Let $(M,g)$ be a Riemannian manifold with $\text{dim}(M)=n$. Then, there is a "natural" metric $\tilde{g}$ on the tangent bundle $TM$, so that $(TM,\tilde{g})$ is a Riemannian manifold, called the Sasaki metric, where a line element is written (with local coordinates of $TM$ given by $(x,v)$): $$ d\sigma^2 = g_{ij}\,dx^idx^j + g_{ij}\, Dv^iDv^j $$ where $D$ represents covariant differentiation: $$ Dv^i = dv^i + \Gamma_{jk}^iv^jdx^k $$ In components, letting indices range over $1$ to $n$, this is: \begin{align} \tilde{g}_{jk} &= g_{jk} + g_{\alpha \gamma}\Gamma_{\mu j}^\alpha\Gamma_{\eta k}^\gamma v^\mu v^\eta =: g_{jk}+A_{jk} \\ \tilde{g}_{j(n+k)} &= g_{kd}\Gamma^d_{\lambda j}v^\lambda =: B_{jk}\\ \tilde{g}_{(n+j)(n+k)} &= g_{jk} \end{align} Or, as a matrix: $$ \tilde{g} = \begin{bmatrix} g+A & B \\ B^T & g \end{bmatrix} $$

Question: intuitively speaking, why is this "natural"?
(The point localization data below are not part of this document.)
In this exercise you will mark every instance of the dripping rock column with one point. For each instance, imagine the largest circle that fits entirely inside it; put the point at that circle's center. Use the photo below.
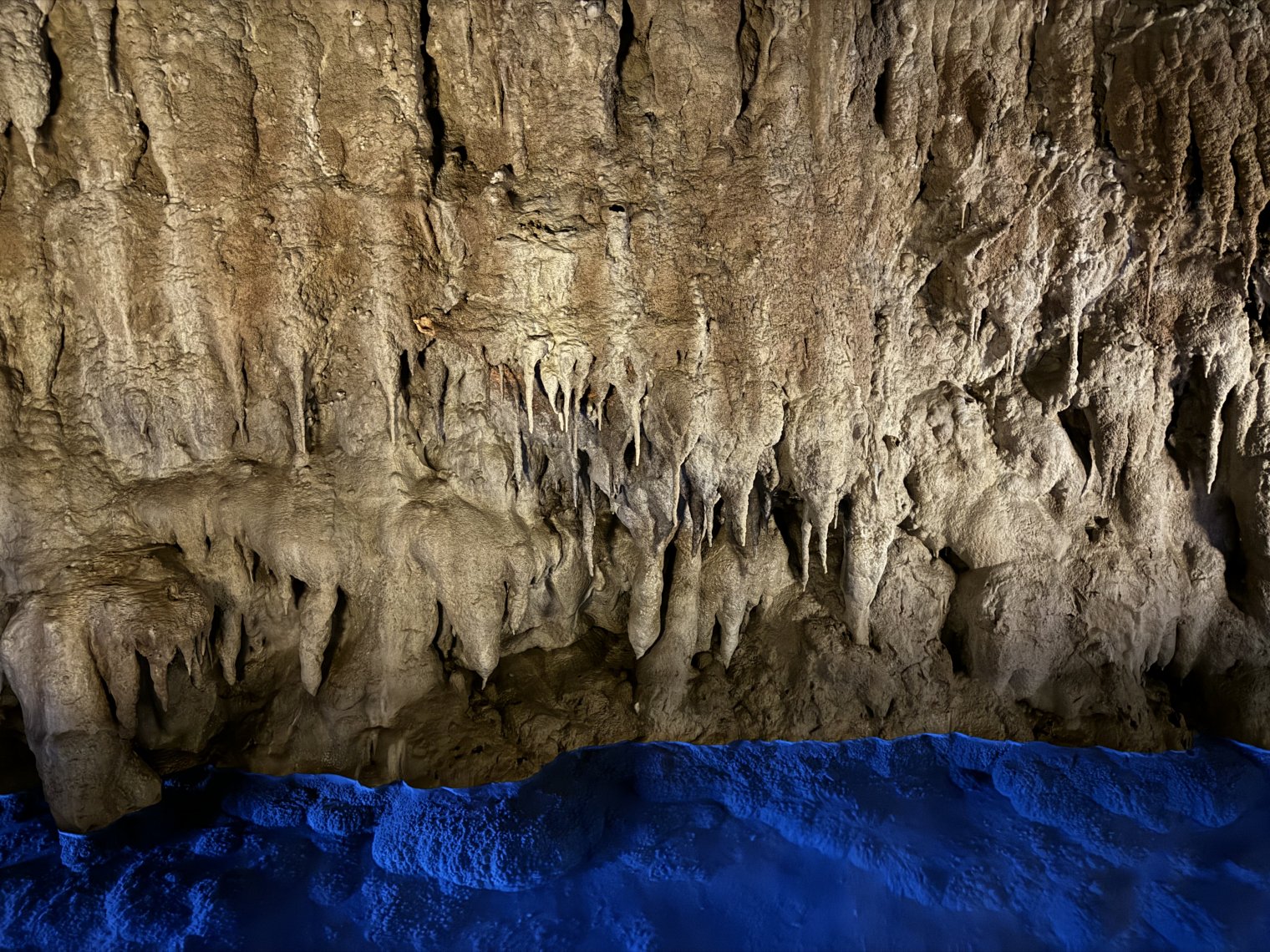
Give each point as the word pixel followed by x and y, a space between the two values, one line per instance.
pixel 420 390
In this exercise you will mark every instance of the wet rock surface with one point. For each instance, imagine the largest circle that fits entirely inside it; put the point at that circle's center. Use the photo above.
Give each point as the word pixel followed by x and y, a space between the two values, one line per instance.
pixel 925 842
pixel 419 391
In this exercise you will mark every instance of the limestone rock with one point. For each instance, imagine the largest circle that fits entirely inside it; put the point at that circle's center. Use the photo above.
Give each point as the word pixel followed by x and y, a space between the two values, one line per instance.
pixel 419 388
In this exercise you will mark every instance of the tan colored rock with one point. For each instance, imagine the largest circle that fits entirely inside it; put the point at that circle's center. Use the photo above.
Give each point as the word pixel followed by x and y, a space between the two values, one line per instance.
pixel 424 390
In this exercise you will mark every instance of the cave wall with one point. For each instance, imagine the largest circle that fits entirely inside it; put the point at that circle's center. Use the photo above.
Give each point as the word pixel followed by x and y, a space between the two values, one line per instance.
pixel 419 390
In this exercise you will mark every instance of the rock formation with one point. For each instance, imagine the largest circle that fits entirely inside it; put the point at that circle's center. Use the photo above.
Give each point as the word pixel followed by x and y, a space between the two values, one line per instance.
pixel 418 391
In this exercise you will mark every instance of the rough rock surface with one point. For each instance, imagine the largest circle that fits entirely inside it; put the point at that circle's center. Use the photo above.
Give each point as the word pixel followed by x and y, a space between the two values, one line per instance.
pixel 418 392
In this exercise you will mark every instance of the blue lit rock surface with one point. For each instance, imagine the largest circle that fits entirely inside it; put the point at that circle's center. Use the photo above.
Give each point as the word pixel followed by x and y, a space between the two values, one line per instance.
pixel 926 842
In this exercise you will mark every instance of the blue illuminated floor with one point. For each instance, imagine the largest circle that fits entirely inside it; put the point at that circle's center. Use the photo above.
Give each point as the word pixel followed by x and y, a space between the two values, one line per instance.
pixel 926 842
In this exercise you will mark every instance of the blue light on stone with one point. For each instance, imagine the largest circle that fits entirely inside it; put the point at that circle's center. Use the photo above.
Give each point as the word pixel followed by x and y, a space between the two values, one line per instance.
pixel 928 842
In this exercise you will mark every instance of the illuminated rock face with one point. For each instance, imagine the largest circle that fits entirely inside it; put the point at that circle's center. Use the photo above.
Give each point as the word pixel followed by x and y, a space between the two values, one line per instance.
pixel 419 392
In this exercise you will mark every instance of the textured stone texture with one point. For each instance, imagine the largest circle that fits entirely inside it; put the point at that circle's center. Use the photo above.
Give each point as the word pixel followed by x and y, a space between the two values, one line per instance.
pixel 417 392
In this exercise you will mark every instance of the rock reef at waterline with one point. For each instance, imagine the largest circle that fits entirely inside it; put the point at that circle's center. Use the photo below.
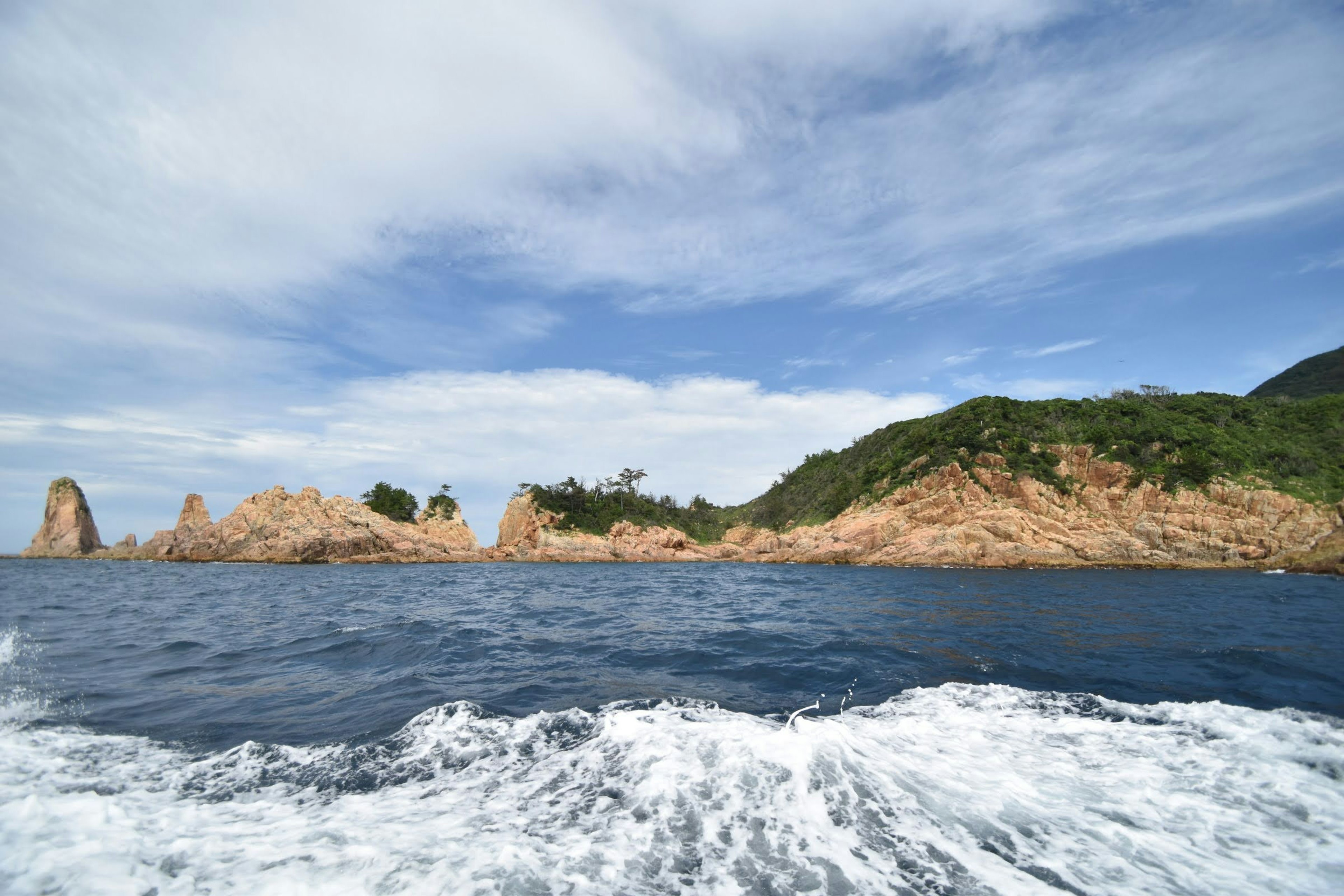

I am aware of other "natural" metrics on the tangent bundle; this question is specifically about this one, and the geometric intuition for why it is a good choice of metric. I can't seem to picture it.

Related: [1], [2], [3]

Answer 1

TL;DR: The connection gives us a way to canonically decompose $TTM$ as the direct sum of two copies of $TM$ (the "horizontal" and "vertical" bundles), so we just give each copy the Riemannian metric and declare the direct sum to be orthogonal. Long version:

A Riemannian metric on $TM$ is a (smoothly varying) choice of inner product on the double tangent space $T_v TM$ for each $v \in TM$. Since $\pi : TM \to M$ is a vector bundle over $M$, each $T_v TM$ has as a subspace the vertical tangent space $V_v TM$, which consists of the velocity vectors of curves in the vector space $T_{\pi(v)} M$, and thus can be canonically identified with $T_v M$. The Levi-Civita connection of $(M,g)$ provides a canonical horizontal subspace $H_v TM$, which consists of the velocity vectors of curves $(\gamma(t), V(t)) \in TM$ such that $v= (\gamma(0),V(0))$ and $\nabla_{\dot \gamma} V = 0.$

The upshot of all this is that we have a direct sum decomposition $TTM = VTM \oplus HTM$, with canonical isomorphisms $V_v TM \simeq T_{\pi(v)} M$ (described earlier) and $H_v TM \simeq T_{\pi(v)} M$ (by sending the velocity of $(\gamma,V)$ to the velocity of $\gamma$). If this isn't intuitive, think about the Euclidean case - if you have a tangent vector $v$ to $p= \pi(v) \in \mathbb R^n$, then the directions you can move it decouple in to one copy of $R^n$ for the motion of the basepoint and another copy for the motion of the vector.

The Sasaki metric can then be naturally defined by declaring $V_vTM$ and $H_vTM$ to be orthogonal, with the metric on each factor just being the pullback of $g$ from $T_{\pi(v)}M$ via the canonical isomorphisms.

This construction works for any vector bundle $E$ (over a Riemannian manifold $M$) equipped with a fibre metric and compatible connection: the vertical tangent spaces take the fibre metric from $E$, while the horizontal spaces (as defined by the connection) take the metric from $TM$. I have seen this general construction called the Kaluza-Klein metric.